これまでの裁判で検察側は、犯行に至るまでの経緯を明らかにしていました。
検察側が初公判で述べた冒頭陳述によりますと、男は離婚や自宅のローンの支払いなどで経済的にも苦しくなり「気持ちを共有できる人と一緒に死にたい」と考えていたところSNS(X)で少女が自殺願望を示す内容の投稿を発見。
これを見て男から「自分はGW中に死ぬ予定です」「もしよろしければ最後の時を一緒に過ごしませんか?」「2人なら場所はそっちに行きます」「誘拐するね笑」などとメッセージを送信し少女が承諾したことから、連れ去ったということです。
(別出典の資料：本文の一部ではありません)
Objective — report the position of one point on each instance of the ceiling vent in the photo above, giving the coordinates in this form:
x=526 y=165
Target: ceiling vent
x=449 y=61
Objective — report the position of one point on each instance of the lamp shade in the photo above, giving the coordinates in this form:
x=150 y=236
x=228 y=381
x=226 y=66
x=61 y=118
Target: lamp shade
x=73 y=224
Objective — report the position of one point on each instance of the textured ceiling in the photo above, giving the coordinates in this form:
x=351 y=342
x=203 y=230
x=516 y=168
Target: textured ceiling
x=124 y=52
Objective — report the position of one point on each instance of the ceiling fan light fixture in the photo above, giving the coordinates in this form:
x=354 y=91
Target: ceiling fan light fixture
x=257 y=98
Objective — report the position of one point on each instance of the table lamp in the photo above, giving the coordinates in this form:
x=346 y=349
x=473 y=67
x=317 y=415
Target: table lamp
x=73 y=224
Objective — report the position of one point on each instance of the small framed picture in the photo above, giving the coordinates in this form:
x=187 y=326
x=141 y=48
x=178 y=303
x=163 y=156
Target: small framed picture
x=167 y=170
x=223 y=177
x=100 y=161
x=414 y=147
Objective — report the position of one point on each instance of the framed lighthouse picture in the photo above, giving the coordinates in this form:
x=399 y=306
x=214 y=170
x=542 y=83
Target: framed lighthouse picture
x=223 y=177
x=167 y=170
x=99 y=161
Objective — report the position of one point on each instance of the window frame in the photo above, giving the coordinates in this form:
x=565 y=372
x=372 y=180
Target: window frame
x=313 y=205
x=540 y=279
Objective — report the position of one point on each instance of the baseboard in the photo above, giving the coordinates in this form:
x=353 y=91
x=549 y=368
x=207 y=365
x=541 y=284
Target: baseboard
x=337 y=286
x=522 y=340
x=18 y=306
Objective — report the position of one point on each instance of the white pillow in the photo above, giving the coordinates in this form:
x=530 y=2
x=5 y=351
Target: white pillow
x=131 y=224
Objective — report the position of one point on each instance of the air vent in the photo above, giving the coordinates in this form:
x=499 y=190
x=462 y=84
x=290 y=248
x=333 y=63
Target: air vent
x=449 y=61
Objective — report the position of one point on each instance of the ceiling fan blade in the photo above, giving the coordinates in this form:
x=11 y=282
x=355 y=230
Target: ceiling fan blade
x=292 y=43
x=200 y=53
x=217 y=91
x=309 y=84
松山地裁で26日行われた判決公判で渡邉一昭裁判官は「判断能力が未熟な少女に対し一緒に自殺をするなどという言葉で家出をさせ支配した犯行は悪質」で「母親の精神的苦痛は大きく厳しい処罰を求めるのは当然」「自殺の道連れにするという動機に酌量の余地はない」などと指摘。
一方、男が事実を認め反省していることなどから懲役1年6か月執行猶予3年の有罪判決を言い渡しました。検察側の求刑は懲役1年6か月でした。
26日の判決公判。
毛先を緑に染めた長髪を後ろで結び、黒のTシャツと黒のズボン姿で臨んだ男は、言い渡される判決を落ち着いた様子で聞き入っていました。
最後に裁判官から執行猶予の3年間について「くれぐれも注意して過ごすように」「分かりましたね」と問われると、男は「はい」とうなずきながら答えていました。